Here is what Sports Illustrated had to say about these highly rated Jazzmen.
When you’re already one of the best defenders, passers, and rebounders at your position, a smaller step forward can feel like a stride. There are two factors at work (and thus two parallel reasons to believe in his progress last season): Rubio has now posted a career-high effective field goal percentage in three straight seasons, showing a clear developmental arc; and separately, only now is Rubio playing for a coaching staff that seems to really understand him. You can’t just plug Rubio into any system and hope for the best. Utah gets that, and has found ways to push their point guard without missing the boat on what makes him so valuable in the first place. — RM
Our Take: Ricky Rubio somehow is rated more accurately by Sports Illustrated than by NBA2K. Ricky Rubio is an elite perimeter defender and pure point guard. He has made huge strides in shooting. If he has a consistent season from beyond the arc, the Utah Jazz are the second best team in the West with Rubio probably earning another contract from Utah next offseason. This is a fair rating.
If you were to ask a basketball coach to describe their ideal role player, they might unknowingly profile Ingles (11.5 PPG, 4.2 RPG, 4.8 APG). Think about it. They’d want someone who’s easy to play with, like a pass-first wing player who also happens to be one of the best three-point shooters in the league. Beyond that, they’d want someone with enough of a handle to initiate some offense and enough vision to make smart plays. Defensive commitment is a given, and the ability to guard multiple positions is a perk. The player would need to be intensely competitive, but it’s best if they’re also unassuming. Coaches would want the kind of player who understands his team’s principles enough to know when to break them—a delicate blend of reliability and creativity. — RM
Our Take: Who would have ever thought Joe Ingles would be this type of player? The crazy part about this rating is it actually feels a little low. What Joe Ingles can bring to a team—elite 3 point shooting and lockdown defense on an opposing team’s star wing—is second to none. Joe Ingles was thought to have been overpaid last offseason and now his contract looks like a bargain. He could be rated in the 40s because he is the protypical locker room guy, 3 point shooter, and defensive player. Joe Ingles could be rated higher next season by reputation alone even if he takes a couple steps back as he gets older this year. Joe Ingles is the spiritual successor to Manu Ginobili for the NBA. All he has to do is kill a bat.

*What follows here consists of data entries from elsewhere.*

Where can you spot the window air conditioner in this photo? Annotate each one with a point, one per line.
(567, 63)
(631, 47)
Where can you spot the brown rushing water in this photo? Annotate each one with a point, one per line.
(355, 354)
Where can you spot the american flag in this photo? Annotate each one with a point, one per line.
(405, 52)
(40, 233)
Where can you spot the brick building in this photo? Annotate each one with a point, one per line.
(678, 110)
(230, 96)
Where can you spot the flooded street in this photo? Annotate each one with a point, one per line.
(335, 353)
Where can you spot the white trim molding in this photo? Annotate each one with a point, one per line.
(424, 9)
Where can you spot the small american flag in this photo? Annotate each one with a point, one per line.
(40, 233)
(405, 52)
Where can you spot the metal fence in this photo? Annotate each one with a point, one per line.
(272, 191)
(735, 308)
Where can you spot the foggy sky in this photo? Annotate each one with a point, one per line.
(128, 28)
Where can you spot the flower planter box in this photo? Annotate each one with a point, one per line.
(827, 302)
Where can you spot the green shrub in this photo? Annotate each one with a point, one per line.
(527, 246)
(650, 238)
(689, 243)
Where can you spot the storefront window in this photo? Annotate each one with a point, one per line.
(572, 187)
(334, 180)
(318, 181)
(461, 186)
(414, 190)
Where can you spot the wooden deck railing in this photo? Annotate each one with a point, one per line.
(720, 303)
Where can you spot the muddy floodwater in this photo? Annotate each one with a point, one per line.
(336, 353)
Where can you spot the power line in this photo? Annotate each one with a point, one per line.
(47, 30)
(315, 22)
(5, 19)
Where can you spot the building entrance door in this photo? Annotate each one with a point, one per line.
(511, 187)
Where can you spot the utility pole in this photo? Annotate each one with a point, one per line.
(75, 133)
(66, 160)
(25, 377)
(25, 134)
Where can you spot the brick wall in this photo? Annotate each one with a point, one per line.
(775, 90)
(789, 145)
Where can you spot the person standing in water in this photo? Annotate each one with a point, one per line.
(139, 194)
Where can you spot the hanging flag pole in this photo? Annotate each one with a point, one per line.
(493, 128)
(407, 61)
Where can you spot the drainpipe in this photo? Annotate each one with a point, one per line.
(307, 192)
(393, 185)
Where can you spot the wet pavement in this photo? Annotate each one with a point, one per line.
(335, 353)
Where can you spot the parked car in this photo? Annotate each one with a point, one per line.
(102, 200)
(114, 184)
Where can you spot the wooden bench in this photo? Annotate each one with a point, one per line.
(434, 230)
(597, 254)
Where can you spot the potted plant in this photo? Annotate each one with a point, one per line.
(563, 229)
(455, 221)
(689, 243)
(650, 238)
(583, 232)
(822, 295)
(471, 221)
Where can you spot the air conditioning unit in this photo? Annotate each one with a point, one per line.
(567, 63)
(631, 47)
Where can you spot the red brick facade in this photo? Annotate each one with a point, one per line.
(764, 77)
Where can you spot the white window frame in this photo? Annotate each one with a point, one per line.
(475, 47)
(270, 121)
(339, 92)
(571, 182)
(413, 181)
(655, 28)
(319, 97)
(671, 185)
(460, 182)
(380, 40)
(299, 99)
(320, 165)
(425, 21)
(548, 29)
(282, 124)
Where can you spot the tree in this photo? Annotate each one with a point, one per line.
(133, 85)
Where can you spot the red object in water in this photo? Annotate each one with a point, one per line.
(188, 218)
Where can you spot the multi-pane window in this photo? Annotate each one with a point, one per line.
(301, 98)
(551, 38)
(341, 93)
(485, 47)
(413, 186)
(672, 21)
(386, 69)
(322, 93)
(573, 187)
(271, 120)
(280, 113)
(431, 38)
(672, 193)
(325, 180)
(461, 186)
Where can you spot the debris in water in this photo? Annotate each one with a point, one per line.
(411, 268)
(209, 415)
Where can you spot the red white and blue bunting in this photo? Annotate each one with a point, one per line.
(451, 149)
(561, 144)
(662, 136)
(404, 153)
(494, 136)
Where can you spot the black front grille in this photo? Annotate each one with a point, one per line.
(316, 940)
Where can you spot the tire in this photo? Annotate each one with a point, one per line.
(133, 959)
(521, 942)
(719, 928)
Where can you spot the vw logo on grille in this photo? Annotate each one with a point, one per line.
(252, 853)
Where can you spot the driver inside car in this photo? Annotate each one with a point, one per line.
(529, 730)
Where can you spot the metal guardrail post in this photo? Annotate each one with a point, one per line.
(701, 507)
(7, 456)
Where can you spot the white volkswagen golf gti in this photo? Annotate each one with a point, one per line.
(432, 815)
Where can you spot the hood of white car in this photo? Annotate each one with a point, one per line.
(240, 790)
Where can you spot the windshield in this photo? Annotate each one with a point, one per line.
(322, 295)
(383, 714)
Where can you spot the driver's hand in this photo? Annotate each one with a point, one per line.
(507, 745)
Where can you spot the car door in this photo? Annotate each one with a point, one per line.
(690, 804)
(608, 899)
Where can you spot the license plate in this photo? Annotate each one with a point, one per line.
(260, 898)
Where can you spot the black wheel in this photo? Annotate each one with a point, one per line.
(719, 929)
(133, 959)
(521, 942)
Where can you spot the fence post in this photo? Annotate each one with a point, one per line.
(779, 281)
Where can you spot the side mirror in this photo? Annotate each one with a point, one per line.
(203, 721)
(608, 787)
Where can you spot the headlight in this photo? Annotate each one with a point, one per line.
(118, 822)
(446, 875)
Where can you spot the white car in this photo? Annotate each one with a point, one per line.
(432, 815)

Rudy Gobert casts a long shadow, the kind that obscures just how good his frontcourt partner can be. If transported to another team, Favors (12.3 PPG, 7.3 RPG) could anchor a defense all his own with even greater optionality. Gobert is the sort of defender whose strengths are so specific and so pronounced that they all but commit a team to defending a particular way. Any schematic discussion regarding Favors is more open-ended; his team could drop against the pick-and-roll, pressure the ball, switch outright, or even rotate between those options as some highly effective defenses do. No matter the approach, Favors is the kind of big you can trust to execute it.
Our Take: Derrick Favors is the ultimate sacrifice your personal stats for the team guy right now. He could have left Utah to find his time in the limelight, but instead, he sacrificed last season and was rewarded handsomely by Utah for the success it brought them. If he was anywhere else he’d be regarded as one of the league’s top 7 centers. Instead he is the second best big on a team with a Top 10 talent at center in Rudy Gobert. Derrick Favors is a defensive nightmare that allows Utah the defensive flexibility to rest Gobert, get big when they need to match up, go small when necessary, and can chase speedy stretch fours around the perimeter. Every championship contender requires a top tier guy who can sacrifice their own personal accolades so the team can take that additional step. If the Jazz ever win a championship, it will be a result of Derrick Favors unselfishness to take one for the team so they can soar a little higher.